IT services are vital for health care success. This is true for the smallest doctors' offices and even more so for major hospitals. When these organizations merge to form larger entities, the significance of IT processes and assets are further increased.
Many hospital leaders underestimate the challenges that are inherent to these developments. When a hospital merges with or acquires another health care provider, two distinct approaches to IT are suddenly brought together, and the resulting system will likely not represent a smooth transition. On the contrary, these organizations need to conduct thorough due diligence to assess and unify diverse IT systems and ensure effective IT service delivery, as Dina and Linda Ross recently asserted for The American Health Lawyers Association.
As Dina and Linda Ross explained, hospital mergers typically lead to at least a certain amount of chaos throughout the newly created organization. This may be particularly problematic in the realm of IT services.
"IT department of the merging or divesting entity (the Seller) and the IT department of the acquiring entity (the Buyer) are likely on entirely different platforms and with different IT infrastructures, which means there is going to be an amazing amount of work necessary to make the two IT departments function as one after the effective date of the Underlying Transaction," they wrote.
The writers went on to argue that the only way for hospitals to effectively overcome these hurdles is by conducting – or by hiring a third-party to conduct – comprehensive due diligence. This process, which can potentially take months, involves a huge range of tasks, including inventorying equipment, software, firmware and interfaces, as well as locating relevant contracts, licenses and maintenance service agreements for both health care entities' IT assets.

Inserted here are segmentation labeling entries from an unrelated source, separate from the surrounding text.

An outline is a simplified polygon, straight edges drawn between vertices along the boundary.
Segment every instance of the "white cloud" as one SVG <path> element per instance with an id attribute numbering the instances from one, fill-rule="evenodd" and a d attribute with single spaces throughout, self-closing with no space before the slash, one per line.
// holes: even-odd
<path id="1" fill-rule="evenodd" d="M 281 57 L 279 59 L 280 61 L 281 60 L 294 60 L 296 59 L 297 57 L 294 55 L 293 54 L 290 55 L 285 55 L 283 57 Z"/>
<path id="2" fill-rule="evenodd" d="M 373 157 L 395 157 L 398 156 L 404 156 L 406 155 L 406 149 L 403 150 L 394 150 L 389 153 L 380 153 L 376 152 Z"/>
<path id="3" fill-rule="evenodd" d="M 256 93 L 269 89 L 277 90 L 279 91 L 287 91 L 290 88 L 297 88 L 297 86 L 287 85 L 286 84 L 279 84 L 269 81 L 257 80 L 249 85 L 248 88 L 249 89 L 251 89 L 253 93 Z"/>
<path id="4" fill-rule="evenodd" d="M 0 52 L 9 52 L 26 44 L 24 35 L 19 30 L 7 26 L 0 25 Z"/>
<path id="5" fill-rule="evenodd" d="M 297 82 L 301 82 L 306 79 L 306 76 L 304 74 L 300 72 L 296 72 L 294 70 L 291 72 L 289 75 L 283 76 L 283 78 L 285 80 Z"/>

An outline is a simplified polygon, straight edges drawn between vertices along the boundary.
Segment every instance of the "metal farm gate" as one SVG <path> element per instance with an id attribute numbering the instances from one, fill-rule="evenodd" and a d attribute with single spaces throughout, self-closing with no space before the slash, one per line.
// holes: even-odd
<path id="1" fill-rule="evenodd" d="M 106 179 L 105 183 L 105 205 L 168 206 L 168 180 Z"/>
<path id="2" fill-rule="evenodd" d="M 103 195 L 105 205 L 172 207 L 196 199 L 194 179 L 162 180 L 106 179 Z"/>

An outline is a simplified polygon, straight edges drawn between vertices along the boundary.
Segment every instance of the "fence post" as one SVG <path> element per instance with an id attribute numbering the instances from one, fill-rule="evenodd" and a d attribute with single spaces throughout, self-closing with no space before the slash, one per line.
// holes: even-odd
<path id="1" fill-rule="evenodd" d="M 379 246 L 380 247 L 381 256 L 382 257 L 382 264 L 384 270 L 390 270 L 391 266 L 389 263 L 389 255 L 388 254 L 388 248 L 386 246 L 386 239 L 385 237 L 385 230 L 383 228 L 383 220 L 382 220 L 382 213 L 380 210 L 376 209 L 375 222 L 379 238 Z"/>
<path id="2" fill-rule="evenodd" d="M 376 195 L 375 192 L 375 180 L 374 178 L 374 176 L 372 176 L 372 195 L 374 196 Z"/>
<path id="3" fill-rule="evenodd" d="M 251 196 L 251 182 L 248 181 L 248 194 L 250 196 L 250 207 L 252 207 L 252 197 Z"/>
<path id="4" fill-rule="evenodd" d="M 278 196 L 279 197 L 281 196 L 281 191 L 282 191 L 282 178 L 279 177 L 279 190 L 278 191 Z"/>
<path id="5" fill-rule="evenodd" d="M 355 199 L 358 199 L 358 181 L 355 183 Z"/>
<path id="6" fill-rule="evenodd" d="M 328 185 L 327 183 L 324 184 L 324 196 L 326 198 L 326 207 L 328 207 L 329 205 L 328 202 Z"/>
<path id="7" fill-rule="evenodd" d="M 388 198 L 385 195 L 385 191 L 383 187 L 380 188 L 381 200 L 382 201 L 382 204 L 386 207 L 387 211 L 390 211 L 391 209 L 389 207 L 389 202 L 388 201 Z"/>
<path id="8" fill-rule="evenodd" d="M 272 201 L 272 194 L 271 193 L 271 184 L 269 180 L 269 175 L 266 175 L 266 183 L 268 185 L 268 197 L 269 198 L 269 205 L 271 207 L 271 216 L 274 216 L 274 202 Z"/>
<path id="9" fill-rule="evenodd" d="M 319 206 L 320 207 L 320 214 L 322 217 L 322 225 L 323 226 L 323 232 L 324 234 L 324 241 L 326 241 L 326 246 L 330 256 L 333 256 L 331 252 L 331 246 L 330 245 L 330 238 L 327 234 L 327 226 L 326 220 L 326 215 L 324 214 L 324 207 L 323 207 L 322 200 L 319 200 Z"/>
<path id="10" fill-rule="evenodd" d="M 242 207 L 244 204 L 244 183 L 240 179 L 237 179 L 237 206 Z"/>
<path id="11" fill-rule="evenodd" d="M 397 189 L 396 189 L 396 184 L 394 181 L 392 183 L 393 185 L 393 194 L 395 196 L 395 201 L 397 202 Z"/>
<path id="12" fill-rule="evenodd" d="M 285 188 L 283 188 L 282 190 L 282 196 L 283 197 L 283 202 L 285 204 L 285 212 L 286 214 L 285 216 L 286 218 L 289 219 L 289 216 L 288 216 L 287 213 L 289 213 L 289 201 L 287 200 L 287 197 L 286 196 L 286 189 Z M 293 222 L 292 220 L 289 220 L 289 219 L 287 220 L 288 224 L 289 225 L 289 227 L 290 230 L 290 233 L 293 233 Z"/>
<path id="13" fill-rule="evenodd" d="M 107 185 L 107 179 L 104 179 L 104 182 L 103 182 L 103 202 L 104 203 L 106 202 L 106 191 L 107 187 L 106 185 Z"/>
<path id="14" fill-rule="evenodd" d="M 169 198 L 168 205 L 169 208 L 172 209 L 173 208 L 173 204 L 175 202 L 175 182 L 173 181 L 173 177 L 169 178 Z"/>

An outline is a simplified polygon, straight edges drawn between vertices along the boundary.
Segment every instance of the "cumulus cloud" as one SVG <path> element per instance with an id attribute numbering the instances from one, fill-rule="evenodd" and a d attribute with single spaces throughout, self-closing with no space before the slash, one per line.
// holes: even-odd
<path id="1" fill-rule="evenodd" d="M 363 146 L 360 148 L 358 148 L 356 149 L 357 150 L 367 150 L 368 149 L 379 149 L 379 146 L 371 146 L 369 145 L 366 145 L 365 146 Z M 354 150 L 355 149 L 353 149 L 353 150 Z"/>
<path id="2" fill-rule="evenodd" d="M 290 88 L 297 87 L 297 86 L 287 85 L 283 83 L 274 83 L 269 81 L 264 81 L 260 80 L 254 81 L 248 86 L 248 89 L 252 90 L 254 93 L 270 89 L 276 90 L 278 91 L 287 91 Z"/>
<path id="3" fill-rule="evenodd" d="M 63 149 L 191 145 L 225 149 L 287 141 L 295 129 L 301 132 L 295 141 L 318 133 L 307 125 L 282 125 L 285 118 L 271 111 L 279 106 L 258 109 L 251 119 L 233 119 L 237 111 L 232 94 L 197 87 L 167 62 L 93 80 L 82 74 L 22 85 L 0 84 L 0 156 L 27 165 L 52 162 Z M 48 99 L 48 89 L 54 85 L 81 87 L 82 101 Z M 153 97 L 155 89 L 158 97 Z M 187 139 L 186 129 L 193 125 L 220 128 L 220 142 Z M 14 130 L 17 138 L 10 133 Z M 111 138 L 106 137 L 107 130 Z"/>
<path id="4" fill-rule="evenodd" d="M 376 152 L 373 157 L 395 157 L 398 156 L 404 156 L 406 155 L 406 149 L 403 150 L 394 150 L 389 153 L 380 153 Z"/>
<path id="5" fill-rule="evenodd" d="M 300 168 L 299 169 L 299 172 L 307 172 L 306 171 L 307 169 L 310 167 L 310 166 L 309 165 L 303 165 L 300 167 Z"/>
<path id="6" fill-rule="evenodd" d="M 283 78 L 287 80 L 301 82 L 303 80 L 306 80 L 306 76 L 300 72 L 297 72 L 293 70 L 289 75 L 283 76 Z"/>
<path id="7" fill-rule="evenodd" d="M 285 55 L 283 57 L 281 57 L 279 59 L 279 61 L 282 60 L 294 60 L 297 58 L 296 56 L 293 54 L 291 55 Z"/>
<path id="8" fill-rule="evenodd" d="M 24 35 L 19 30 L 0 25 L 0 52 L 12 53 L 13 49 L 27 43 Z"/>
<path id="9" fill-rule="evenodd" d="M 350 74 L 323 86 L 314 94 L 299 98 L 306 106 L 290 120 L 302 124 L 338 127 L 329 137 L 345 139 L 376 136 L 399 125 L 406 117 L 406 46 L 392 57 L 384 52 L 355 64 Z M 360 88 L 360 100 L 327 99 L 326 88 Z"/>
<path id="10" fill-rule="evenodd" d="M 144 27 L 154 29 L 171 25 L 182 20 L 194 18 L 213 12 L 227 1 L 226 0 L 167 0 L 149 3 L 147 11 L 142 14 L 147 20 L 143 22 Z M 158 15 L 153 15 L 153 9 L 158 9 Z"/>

"The process of inventorying, assessing and transitioning speak strongly to the value that Aptris' ITIL service delivery process framework brings to hospital mergers."
This process of inventorying, assessing and transitioning speak strongly to the value that Aptris' ITIL service delivery process framework brings to hospital mergers. Our ITIL offering was specifically created to help post-merger health care providers develop new IT ecosystems that combine the best aspects of each original entity while rejecting the less useful components, all while creating new IT processes to fill in any resulting gaps in service.
Additionally, Aptris' ITIL offers metrics that reveal whether or not hospital IT goals are being met. If not, we then dive back in to further optimize the organization's approach to IT in every area.